Was uns bewegt ist der Wunsch sich selber nah zu sein.

 

Wie die Natur ist der Mensch einem stetigen Wandlungsprozess untergeordnet. In seinem Innern entfalten sich die Wachstumsprozess in einem längeren oder kürzeren Zyklus. Letztlich sind alle Veränderungsprozesse und Lebensübergänge wie Trennung, Burn-out, Pubertät, Midlife-Crisis, Elternschaft usw. Wachstumskrisen. Es sind also jene Schwellenzustände, in denen das Alte nicht mehr und das Neue noch nicht trägt.

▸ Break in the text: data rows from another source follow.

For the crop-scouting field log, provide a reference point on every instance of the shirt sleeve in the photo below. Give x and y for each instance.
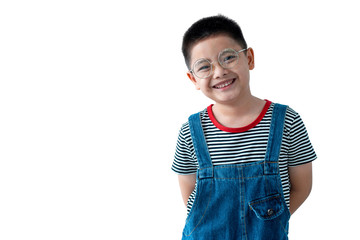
(300, 148)
(184, 160)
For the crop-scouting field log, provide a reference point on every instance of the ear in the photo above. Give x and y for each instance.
(251, 58)
(193, 80)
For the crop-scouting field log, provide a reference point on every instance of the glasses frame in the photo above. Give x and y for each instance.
(211, 63)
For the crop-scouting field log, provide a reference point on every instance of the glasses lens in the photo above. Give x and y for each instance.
(202, 68)
(228, 58)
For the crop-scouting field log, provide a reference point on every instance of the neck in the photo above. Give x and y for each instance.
(238, 114)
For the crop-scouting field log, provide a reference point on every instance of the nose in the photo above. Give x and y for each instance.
(219, 71)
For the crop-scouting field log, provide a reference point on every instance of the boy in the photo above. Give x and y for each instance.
(244, 163)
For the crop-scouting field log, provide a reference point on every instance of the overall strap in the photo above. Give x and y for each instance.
(200, 146)
(275, 139)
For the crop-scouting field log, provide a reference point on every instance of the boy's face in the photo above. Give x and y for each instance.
(224, 85)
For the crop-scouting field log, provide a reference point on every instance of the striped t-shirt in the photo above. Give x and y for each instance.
(246, 144)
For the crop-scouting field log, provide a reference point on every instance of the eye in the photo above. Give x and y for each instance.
(229, 58)
(203, 68)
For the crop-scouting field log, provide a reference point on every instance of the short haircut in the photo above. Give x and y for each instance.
(208, 27)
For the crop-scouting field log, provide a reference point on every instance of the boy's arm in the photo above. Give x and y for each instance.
(187, 185)
(301, 183)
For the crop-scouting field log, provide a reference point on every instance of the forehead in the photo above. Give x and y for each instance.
(210, 47)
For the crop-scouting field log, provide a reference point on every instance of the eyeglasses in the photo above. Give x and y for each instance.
(227, 58)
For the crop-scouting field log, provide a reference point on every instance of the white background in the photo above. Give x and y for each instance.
(93, 94)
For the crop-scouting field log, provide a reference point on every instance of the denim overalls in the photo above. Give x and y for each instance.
(239, 201)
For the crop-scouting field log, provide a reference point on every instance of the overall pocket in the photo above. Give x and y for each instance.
(268, 208)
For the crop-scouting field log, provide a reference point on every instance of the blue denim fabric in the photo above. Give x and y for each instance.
(240, 201)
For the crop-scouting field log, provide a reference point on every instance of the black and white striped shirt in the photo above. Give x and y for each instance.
(243, 145)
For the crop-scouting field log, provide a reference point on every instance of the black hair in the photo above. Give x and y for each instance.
(208, 27)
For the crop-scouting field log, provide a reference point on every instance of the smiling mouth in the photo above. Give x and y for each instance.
(224, 83)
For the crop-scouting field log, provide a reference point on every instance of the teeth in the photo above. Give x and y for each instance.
(224, 84)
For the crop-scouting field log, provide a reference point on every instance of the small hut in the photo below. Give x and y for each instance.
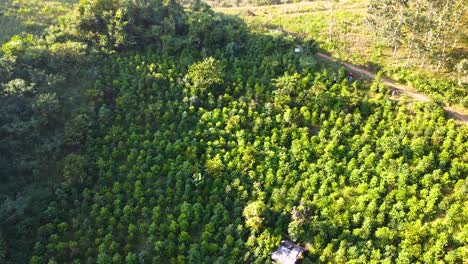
(288, 253)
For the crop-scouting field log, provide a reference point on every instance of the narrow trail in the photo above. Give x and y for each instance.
(402, 89)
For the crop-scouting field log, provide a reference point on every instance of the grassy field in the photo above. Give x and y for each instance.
(354, 42)
(29, 16)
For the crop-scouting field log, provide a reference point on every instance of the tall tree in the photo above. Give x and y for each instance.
(387, 17)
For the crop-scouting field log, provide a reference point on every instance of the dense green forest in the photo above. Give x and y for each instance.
(151, 132)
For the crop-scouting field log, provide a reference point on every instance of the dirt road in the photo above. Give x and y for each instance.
(402, 89)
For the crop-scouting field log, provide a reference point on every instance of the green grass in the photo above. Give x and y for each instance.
(354, 42)
(29, 16)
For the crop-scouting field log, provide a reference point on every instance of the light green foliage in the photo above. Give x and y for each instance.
(254, 215)
(74, 169)
(263, 149)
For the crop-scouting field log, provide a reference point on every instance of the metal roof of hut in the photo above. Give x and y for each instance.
(288, 253)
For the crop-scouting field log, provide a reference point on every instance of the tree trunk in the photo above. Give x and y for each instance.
(330, 30)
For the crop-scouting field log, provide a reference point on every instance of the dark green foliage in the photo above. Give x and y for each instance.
(213, 155)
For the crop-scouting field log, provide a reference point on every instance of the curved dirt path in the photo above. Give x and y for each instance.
(402, 89)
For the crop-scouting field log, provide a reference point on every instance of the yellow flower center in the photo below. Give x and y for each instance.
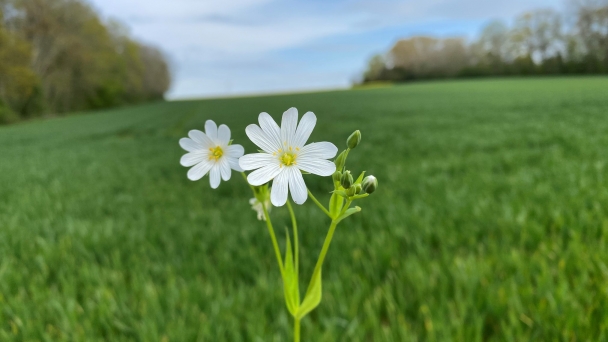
(216, 153)
(288, 159)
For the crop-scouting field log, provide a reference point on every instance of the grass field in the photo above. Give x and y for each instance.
(490, 221)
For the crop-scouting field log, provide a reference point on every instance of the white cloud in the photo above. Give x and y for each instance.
(220, 47)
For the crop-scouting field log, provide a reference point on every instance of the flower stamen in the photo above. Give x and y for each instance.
(288, 158)
(216, 153)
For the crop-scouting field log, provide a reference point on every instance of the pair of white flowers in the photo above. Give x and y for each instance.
(283, 156)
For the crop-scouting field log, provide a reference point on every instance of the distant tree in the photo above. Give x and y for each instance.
(79, 61)
(18, 82)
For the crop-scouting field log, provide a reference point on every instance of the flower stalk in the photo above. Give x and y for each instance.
(283, 159)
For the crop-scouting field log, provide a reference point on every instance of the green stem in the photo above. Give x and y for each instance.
(295, 237)
(318, 204)
(296, 330)
(273, 237)
(326, 243)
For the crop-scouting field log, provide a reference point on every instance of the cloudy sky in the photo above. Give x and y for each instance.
(231, 47)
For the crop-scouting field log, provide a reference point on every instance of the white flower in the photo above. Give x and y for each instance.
(211, 152)
(257, 206)
(284, 155)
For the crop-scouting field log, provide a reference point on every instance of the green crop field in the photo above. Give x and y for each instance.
(490, 221)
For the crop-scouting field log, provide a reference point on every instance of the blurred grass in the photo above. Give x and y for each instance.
(490, 221)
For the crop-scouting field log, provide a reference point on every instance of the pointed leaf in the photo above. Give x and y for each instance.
(335, 204)
(359, 196)
(349, 212)
(312, 298)
(290, 280)
(360, 178)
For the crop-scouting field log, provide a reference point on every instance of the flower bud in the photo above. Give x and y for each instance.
(347, 180)
(369, 185)
(354, 139)
(337, 176)
(341, 160)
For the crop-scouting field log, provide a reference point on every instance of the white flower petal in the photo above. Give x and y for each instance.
(234, 164)
(211, 129)
(223, 134)
(278, 193)
(315, 166)
(255, 133)
(257, 160)
(297, 187)
(201, 138)
(264, 174)
(193, 158)
(321, 150)
(235, 151)
(288, 126)
(189, 144)
(198, 171)
(214, 176)
(305, 127)
(224, 168)
(270, 127)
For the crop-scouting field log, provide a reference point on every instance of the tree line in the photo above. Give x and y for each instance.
(58, 56)
(540, 42)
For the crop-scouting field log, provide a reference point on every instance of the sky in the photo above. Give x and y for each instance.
(236, 47)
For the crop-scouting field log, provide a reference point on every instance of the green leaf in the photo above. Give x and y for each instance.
(312, 298)
(349, 212)
(290, 280)
(360, 178)
(335, 204)
(359, 196)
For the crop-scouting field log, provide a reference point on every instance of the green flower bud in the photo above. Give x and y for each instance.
(347, 180)
(354, 139)
(369, 185)
(337, 176)
(341, 160)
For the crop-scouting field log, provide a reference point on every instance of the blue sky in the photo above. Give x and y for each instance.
(232, 47)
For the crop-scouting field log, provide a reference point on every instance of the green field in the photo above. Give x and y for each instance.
(490, 221)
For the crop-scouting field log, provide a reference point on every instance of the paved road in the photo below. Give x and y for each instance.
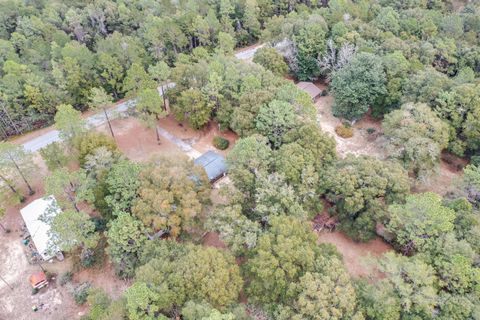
(248, 53)
(95, 120)
(98, 119)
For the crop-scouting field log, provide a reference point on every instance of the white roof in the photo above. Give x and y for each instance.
(39, 230)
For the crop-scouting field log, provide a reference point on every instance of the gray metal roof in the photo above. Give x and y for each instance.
(214, 164)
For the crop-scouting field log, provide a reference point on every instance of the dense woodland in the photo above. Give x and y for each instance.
(413, 64)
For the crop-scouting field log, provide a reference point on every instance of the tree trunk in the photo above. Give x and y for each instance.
(30, 190)
(72, 198)
(12, 188)
(5, 133)
(158, 135)
(163, 97)
(108, 121)
(10, 119)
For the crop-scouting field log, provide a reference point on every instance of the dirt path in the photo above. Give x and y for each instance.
(362, 143)
(355, 254)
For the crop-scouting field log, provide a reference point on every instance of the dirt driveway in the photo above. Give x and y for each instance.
(56, 301)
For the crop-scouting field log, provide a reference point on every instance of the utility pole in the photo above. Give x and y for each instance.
(1, 278)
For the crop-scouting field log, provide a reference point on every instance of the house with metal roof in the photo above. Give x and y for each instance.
(214, 164)
(34, 217)
(313, 91)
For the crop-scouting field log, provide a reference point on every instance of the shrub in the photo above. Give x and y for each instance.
(100, 224)
(271, 60)
(88, 143)
(220, 143)
(65, 277)
(344, 131)
(80, 293)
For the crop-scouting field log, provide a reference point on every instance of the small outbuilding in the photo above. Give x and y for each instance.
(214, 164)
(313, 91)
(33, 215)
(38, 280)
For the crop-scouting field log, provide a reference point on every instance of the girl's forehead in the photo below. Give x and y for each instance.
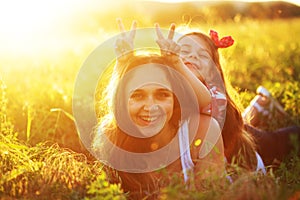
(146, 74)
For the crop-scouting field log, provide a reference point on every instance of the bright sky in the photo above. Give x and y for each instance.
(297, 2)
(26, 25)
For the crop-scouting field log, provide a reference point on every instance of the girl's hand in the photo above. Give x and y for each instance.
(125, 44)
(167, 45)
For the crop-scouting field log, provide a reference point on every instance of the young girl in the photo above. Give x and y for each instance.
(154, 129)
(200, 54)
(241, 140)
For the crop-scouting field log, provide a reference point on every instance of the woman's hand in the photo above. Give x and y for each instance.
(125, 44)
(167, 45)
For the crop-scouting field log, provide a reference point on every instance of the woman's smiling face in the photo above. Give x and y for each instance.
(150, 99)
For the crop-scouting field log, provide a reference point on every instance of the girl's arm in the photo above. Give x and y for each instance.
(171, 50)
(208, 152)
(124, 45)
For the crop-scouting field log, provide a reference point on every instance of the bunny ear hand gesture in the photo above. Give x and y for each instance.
(167, 45)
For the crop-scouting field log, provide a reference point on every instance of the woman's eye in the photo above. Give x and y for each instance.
(137, 96)
(163, 95)
(184, 52)
(203, 55)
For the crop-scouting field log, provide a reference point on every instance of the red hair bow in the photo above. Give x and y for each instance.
(223, 42)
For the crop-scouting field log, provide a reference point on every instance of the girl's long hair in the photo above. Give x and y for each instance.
(239, 145)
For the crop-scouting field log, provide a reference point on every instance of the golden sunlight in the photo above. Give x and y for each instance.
(296, 2)
(27, 26)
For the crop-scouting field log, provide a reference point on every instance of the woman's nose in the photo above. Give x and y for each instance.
(149, 104)
(193, 55)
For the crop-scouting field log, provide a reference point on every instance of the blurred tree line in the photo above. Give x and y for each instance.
(198, 12)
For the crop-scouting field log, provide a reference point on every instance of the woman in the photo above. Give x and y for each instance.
(154, 130)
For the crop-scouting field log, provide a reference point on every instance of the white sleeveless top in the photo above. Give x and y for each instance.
(185, 154)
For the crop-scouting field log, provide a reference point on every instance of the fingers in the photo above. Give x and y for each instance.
(171, 31)
(121, 25)
(159, 34)
(133, 29)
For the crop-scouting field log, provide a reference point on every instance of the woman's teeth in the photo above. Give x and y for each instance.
(149, 119)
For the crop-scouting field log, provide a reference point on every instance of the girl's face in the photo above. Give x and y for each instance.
(150, 99)
(195, 55)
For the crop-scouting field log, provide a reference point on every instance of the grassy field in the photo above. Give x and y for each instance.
(41, 156)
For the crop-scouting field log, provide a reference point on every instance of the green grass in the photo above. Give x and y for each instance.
(41, 155)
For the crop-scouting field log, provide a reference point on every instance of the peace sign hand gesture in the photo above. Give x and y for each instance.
(125, 44)
(167, 45)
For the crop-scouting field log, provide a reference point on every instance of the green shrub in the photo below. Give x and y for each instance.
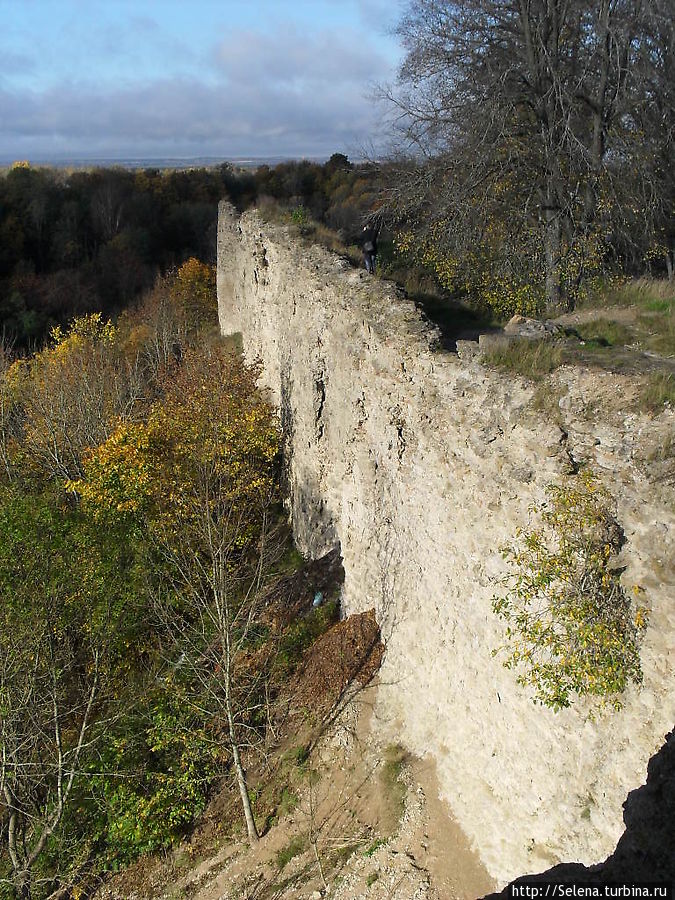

Bei jedem Wechsel überschreiten wir Grenzen vom bisher Bekannten zum Unbekannten. Sind solche Übertritte selbstgewählt und gehen sie in einer selbstbestimmten Geschwindigkeit voran, können Menschen in diesen Prozessen sehr gut in neue Erfahrungsräume hineinwachsen und damit sich selbst tiefer in ihrer Persönlichkeit verstehen.

 

Anders hingegen, wenn Übergänge von aussen aufgezwungen werden. Werden Grenzen zu schnell überschritten, können massiv verunsichernde Gefühlszustände entstehen. Menschen kreieren dann notgezwungen eine innere Sicherheit. Eine durchaus adäquate Form ist innere Distanz zum Geschehen zu schaffen. Eine Möglichkeit ist die Trennung von Aussen und Innen. Menschen nehmen sich dann so wahr, als ob eine Glaswand zwischen ihnen und der Aussenwelt besteht. Sie sind nicht im direkten Kontakt mit anderen Menschen, sondern durch einen Schleier getrennt. Auch sich selbst gegenüber ist die Wahrnehmung gedämpft. Gefühle und Körperempfindungen können nicht klar definiert werden. Oft übernimmt der Verstand die Führung und verstrickt sich zuweilen in komplexeste Erklärungen. Handlungen fühlen sich kraft- und ziellos an. Der Mensch ist sich selber fremd geworden.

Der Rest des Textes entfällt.